Necesitamos saber, indagamos diferentes formas de conocimiento y armamos nuestro propio bagaje de preconceptos, párrafo escrito tras párrafo no escrito. En función de ese esqueleto clasificamos los hechos y los concebimos –o no- como inesperados. Lo que para una teoría es una comprobación, para otra puede ser un desvío, para otra un imposible y para otra más, una evidencia. La cuestión, es, entonces, cuándo se produce lo nuevo, cuándo sucede eso que añade una bisagra a la puerta y le modifica el giro. Cuando el cuerpo no se acomoda a la silla, los dedos escapan del teclado y, en la hoja, los blancos son huecos no programados entre tinta negra, la muerte se hace fugitiva, materializa su condición de inexistencia por ese instante fugaz que persevera en nuestros cuerpo2806691_640pxs en forma de interrogación, incomodidad, desafío.

Sigo sin saber qué va a suceder. Nunca moriré, solo seré muerta por otros. Ya no fumo. Escribo. El número está a punto de salir, la nota no tiene punto final. Espero suspensiva…

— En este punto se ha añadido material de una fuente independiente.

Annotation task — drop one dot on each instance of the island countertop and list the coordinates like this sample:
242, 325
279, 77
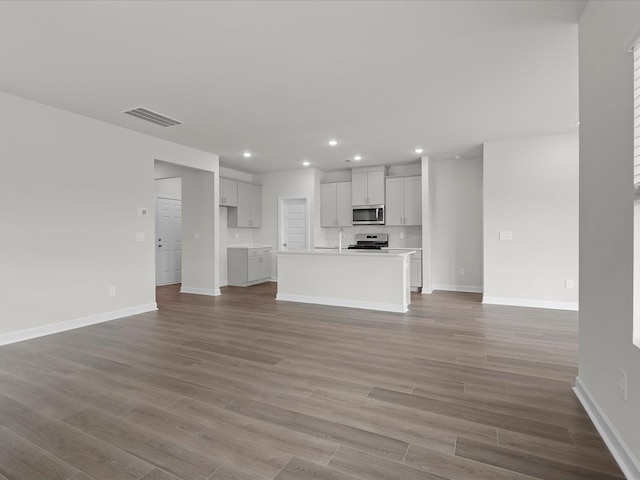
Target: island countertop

TABAQUERÍA, de Fernando Pessoa (Fragmento) Pero un hombre ha entrado en la tabaquería (¿a comprar tabaco?), y la realidad plausible cae de repente encima de mí. Me incorporo a medias con energía, convencido, humano, y voy a tratar de escribir estos versos en los que digo lo contrario. Enciendo un cigarrillo al pensar en escribirlos y saboreo en el cigarrillo la liberación de todos los pensamientos. Sigo al humo como a una ruta propia, y disfruto, en un momento sensitivo y competente, la liberación de todas las especulaciones y la conciencia de que la metafísica es una consecuencia de encontrarse indispuesto. Después me echo para atrás en la silla y continúo fumando. Mientras me lo conceda el destino seguiré fumando. (Si me casase con la hija de mi lavandera a lo mejor sería feliz.) Visto lo cual, me levanto de la silla. Me voy a la ventana. El hombre ha salido de la tabaquería (¿metiéndose el cambio en el bolsillo de los pantalones?). Ah, le conozco: es el Esteves sin metafísica. (El propietario de la tabaquería ha llegado a la puerta.) Como por una inspiración divina, Esteves se ha vuelto y me ha visto. Me ha dicho adiós con la mano, le he gritado ¡Adiós, Esteves! , y el Universo se me reconstruye sin ideales ni esperanza, y el propietario de la tabaquería se ha sonreído.